Risk-Adjusted Performance

10 of 100

 
Weak
 
Strong
OK
Compared to the overall equity markets, risk-adjusted returns on investments in Federal Agricultural Mortgage are ranked lower than 10 (%) of all global equities and portfolios over the last 90 days. In spite of rather sound primary indicators, Federal Agricultural is not utilizing all of its potentials. The current stock price tumult, may contribute to shorter-term losses for the shareholders.
Credit Acceptance 

Risk-Adjusted Performance

0 of 100

 
Weak
 
Strong
Very Weak
Over the last 90 days Credit Acceptance has generated negative risk-adjusted returns adding no value to investors with long positions. In spite of latest unsteady performance, the Stock's fundamental indicators remain sound and the latest tumult on Wall Street may also be a sign of longer-term gains for the firm shareholders.

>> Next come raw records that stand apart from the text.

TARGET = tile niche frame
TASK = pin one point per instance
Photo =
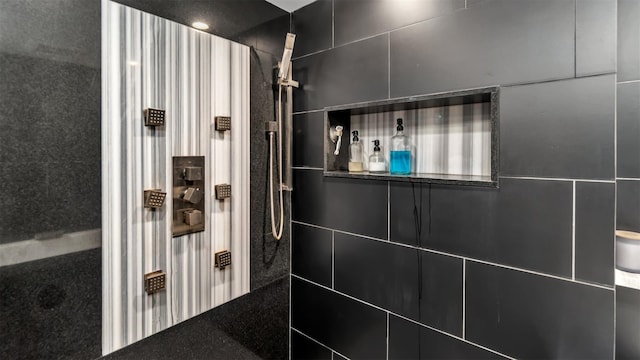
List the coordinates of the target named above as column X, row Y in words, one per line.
column 337, row 166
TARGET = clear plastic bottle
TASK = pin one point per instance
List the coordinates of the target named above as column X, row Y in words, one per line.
column 400, row 162
column 355, row 154
column 377, row 163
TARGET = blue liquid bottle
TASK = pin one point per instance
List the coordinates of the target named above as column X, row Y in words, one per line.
column 400, row 159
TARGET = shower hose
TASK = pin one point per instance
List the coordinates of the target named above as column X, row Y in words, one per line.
column 277, row 234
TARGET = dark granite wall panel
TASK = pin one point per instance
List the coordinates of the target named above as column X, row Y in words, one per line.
column 333, row 202
column 352, row 328
column 535, row 317
column 307, row 143
column 595, row 242
column 595, row 37
column 627, row 323
column 312, row 25
column 304, row 348
column 628, row 40
column 628, row 130
column 411, row 341
column 628, row 205
column 559, row 129
column 312, row 254
column 51, row 308
column 501, row 42
column 342, row 75
column 50, row 135
column 350, row 25
column 525, row 223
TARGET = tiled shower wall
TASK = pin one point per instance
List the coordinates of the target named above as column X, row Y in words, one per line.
column 384, row 269
column 150, row 62
column 628, row 166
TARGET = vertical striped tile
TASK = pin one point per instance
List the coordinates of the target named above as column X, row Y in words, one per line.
column 151, row 62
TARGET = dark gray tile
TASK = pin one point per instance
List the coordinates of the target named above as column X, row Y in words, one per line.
column 559, row 129
column 595, row 225
column 524, row 223
column 308, row 140
column 347, row 74
column 334, row 320
column 304, row 348
column 628, row 130
column 311, row 253
column 497, row 43
column 628, row 205
column 530, row 316
column 268, row 36
column 627, row 323
column 423, row 286
column 358, row 19
column 379, row 273
column 411, row 341
column 312, row 25
column 628, row 40
column 595, row 37
column 355, row 206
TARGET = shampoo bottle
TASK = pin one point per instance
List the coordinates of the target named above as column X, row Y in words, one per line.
column 355, row 154
column 400, row 163
column 377, row 163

Federal Agricultural and Credit Acceptance Volatility Contrast

   Predicted Return Density   
       Returns  

Pair Trading with Federal Agricultural and Credit Acceptance

The main advantage of trading using opposite Federal Agricultural and Credit Acceptance positions is that it hedges away some unsystematic risk. Because of two separate transactions, even if Federal Agricultural position performs unexpectedly, Credit Acceptance can make up some of the losses. Pair trading also minimizes risk from directional movements in the market. For example, if an entire industry or sector drops because of unexpected headlines, the short position in Credit Acceptance will offset losses from the drop in Credit Acceptance's long position.
The idea behind Federal Agricultural Mortgage and Credit Acceptance pairs trading is to make the combined position market-neutral, meaning the overall market's direction will not affect its win or loss (or potential downside or upside). This can be achieved by designing a pairs trade with two highly correlated stocks or equities that operate in a similar space or sector, making it possible to obtain profits through simple and relatively low-risk investment.
Check out your portfolio center.
Note that this page's information should be used as a complementary analysis to find the right mix of equity instruments to add to your existing portfolios or create a brand new portfolio. You can also try the Portfolio Center module to all portfolio management and optimization tools to improve performance of your portfolios.